Od tego czasu zapadła cisza. Dziś okazuje się, że akt jeszcze nie wpłynął do sądu, ponieważ Michniewicz i jego adwokat się ze sprawą wstrzymali. - Na razie się wstrzymujemy, ale w każdej chwili możemy wystąpić z pozwem o ochronę dóbr osobistych i podjąć działanie. Taki pozew się nie przedawnia - tłumaczy Sport.pl prof. Kruszyński. Więcej szczegółów zdradzać nie chce.
Skontaktowaliśmy się także z dziennikarzem Szymonem Jadczakiem z prośbą o komentarz dotyczący wstrzymania się z pozwem przez Michniewicza. - Życzę panu Michniewiczowi dużo zdrowia i powodzenia w dalszym kontynuowaniu kariery trenerskiej, a panu mecenasowi samych wygranych spraw - skwitował.
Na pierwszej konferencji prasowej w styczniu 2022 r., kiedy przedstawiano go jako selekcjonera, padły szczegółowe pytania w sprawie jego rozmów telefonicznych z Ryszardem Forbrichem, pseud. "Fryzjer", a także na temat jego potencjalnej wiedzy o ustawianych meczach. To rozwścieczyło Michniewicza.
- Pana wypowiedź nadaje się do prokuratury. I to z troszeczkę drugiej strony niż pan myśli. To nie ja powinienem być oskarżony, tylko pan. To pan insynuuje, że uczestniczyłem w dwóch sprzedanych meczach, co jest totalną bzdurą. Sprawa trafi do prawników, nie odpuszczę - odgrażał się trener w kierunku Jadczaka.
Michniewicz nigdy nie został oskarżony w sprawie korupcji, więc w świetle prawa jest niewinny. Ale świadomość, że był w stałym kontakcie z szefem mafii korupcyjnej, pozostawiała wątpliwości.
W marcu tłumaczył, że "temat przestygł" i na jakiś czas nie będzie się zajmował sprawą pozwu. Skupił się na meczach kadry. - Mówię, że to się nadaje do prokuratury. Był taki pomysł. Byli nawet chętni prawnicy, którzy przebadali tę sprawę i twierdzili, że to nie jest już tylko sprawa cywilna, tylko sprawa karna.
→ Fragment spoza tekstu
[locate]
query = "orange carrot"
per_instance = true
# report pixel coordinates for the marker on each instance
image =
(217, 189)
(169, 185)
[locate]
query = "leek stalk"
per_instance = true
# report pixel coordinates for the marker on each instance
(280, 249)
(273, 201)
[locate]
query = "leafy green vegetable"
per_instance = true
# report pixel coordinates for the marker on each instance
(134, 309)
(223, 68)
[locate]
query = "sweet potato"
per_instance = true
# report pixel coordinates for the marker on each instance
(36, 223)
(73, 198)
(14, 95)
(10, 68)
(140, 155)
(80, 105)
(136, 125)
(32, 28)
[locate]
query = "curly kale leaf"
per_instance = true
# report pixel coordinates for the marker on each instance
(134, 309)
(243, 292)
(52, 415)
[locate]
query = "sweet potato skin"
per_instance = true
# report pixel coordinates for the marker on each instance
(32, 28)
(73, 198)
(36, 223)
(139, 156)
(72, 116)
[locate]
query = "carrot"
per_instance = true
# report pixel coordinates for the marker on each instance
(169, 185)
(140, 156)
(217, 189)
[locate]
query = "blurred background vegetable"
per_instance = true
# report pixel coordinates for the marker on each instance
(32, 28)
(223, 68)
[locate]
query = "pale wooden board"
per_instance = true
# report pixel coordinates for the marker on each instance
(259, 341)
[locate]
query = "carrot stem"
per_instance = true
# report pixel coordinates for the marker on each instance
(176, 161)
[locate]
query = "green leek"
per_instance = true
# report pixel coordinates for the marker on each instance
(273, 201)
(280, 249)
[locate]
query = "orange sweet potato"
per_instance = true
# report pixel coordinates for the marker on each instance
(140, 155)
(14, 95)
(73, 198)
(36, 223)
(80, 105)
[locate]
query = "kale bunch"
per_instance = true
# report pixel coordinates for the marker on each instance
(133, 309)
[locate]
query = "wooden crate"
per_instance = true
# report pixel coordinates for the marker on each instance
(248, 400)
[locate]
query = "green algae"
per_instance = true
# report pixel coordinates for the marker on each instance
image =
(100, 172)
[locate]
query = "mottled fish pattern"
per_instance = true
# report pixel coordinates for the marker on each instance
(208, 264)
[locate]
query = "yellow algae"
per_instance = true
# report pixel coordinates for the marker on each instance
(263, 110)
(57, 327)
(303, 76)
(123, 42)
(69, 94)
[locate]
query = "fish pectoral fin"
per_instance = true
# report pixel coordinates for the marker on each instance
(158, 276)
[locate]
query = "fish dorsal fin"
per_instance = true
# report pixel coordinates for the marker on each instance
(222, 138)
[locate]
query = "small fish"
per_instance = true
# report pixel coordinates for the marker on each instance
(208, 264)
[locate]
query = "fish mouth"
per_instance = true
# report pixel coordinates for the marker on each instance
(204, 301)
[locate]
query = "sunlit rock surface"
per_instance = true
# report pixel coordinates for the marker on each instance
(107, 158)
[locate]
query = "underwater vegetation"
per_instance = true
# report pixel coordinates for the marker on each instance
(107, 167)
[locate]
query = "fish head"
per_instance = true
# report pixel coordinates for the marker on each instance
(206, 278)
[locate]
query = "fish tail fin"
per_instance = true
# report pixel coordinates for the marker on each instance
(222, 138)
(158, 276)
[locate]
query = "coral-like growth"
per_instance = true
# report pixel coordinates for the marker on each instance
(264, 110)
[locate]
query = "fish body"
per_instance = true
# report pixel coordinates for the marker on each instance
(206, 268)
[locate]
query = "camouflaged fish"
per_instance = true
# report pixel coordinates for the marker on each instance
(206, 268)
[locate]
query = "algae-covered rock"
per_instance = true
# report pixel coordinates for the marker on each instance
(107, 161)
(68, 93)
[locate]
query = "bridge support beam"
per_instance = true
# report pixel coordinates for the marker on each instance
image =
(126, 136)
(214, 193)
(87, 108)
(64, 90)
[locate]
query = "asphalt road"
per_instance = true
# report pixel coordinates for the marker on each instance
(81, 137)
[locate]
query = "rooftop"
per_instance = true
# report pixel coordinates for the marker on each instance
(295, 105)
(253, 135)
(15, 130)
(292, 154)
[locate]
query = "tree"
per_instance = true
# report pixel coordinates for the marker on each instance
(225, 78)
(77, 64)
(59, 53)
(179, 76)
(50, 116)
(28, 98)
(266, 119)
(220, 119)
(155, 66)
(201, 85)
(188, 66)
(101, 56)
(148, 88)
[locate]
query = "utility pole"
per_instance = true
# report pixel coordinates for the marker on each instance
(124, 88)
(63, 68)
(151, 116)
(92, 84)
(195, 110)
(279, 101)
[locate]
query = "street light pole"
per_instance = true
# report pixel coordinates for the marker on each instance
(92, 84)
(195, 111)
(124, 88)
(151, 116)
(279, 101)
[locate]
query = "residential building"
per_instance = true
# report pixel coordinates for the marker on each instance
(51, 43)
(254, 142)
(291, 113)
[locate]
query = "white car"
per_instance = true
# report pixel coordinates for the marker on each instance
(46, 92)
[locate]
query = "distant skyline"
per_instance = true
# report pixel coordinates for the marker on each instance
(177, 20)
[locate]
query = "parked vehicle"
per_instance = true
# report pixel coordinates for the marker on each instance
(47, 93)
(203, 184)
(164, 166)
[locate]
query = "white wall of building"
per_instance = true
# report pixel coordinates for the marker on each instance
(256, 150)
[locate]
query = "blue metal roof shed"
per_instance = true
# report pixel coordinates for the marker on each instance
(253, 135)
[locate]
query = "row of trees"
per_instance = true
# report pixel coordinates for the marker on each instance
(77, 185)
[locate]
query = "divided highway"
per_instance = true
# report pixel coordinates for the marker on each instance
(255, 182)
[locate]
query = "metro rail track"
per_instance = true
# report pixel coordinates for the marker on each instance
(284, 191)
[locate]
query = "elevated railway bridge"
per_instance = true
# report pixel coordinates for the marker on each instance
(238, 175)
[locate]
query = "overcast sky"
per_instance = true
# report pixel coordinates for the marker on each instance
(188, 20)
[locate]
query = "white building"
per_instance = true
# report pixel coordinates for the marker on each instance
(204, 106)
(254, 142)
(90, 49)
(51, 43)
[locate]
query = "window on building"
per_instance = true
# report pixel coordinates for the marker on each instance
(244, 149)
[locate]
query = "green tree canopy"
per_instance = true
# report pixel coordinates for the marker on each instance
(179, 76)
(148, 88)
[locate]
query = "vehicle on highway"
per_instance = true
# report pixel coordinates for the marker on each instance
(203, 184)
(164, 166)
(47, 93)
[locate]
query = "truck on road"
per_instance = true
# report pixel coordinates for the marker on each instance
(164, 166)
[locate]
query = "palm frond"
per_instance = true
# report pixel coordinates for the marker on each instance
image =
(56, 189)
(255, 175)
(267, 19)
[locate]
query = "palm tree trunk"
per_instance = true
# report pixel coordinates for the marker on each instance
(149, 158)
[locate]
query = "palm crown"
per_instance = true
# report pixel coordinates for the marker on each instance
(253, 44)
Ale od razu rzuciłem się w wir pracy, wyjechałem i nie było mnie kilka tygodni. Z racji tego ten temat "przestygł" i go nie ruszam. Nie chcę w żaden sposób walczyć z dziennikarzami. Oni mają swoją rolę do wykonania i ją wykonują najlepiej, jak potrafią. Ale też niech bazują na faktach - dodał w rozmowie z Romanem Kołtoniem na kanale Prawda Futbolu.
W czerwcu Michniewicz ponownie groził pozwem, kiedy ukazał się artykuł Jadczaka. Dziennikarz szczegółowo przeanalizował rozmowy Michniewicza z "Fryzjerem". PZPN nie zapewnił trenerowi pomocy prawnej, a sprawę określono jako "prywatną inicjatywę" selekcjonera. Tematem pozwu Michniewicz miał się zająć po mundialu w Katarze.
W grudniu wyglądało na to, że dotrzyma słowa, bo był w przygotowaniu akt oskarżenia, który miał trafić do sądu w następnym miesiącu. Sprawa stanęła teraz w martwym punkcie. A być może właśnie się skończyła.
Dziś Michniewicz pozostaje bez pracy. Łączono go z kilkoma klubami, jak Southampton, Aberdeen i Dynamo Kijów, ale żadna z tych opcji się nie sprawdziła lub nie potwierdziła. Pojawiły się też doniesienia, że zatrudnienie polskiego trenera rozważają w federacji Chile czy w jednym z klubów w Zjednoczonych Emiratach Arabskich, lecz nie padła konkretna nazwa zespołu.